As a trans person, hearing this was a little disheartening. I don’t think the question’s author needs to directly confront the MAGA golfer and get into a screaming match with them, but the next time they hear something transphobic, they could say something very basic like, “Oh actually I have trans friends/neighbors/coworkers/family members/etc, they are just normal people, (obviously don’t out anyone),” and then change the subject. The right is attempting to erase trans people from public existence. They have been demonising us to the point where fewer people in the US support trans rights than they did last year or the year before. I’m not asking anyone to engage in a heated debate during their leisure time, but allies can still do a little bit to humanise us to people who likely never knowingly met a trans person before.
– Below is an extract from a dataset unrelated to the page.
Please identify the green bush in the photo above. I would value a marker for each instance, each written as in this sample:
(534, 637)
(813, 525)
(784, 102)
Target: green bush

I don’t mean to come off as sanctimonious and I don’t expect, or need, any sort of reply from either of you, but I wanted to give you some unsolicited feedback. I don’t really use social media/I didn’t read any of the comments on the Defector post, so sorry if this is something that has already been addressed somewhere else. I really do love all your work and hope you both have some tasty sandwiches soon. 

I’ll take this to heart. And also eat the good sandwiches. Thanks, Zoe.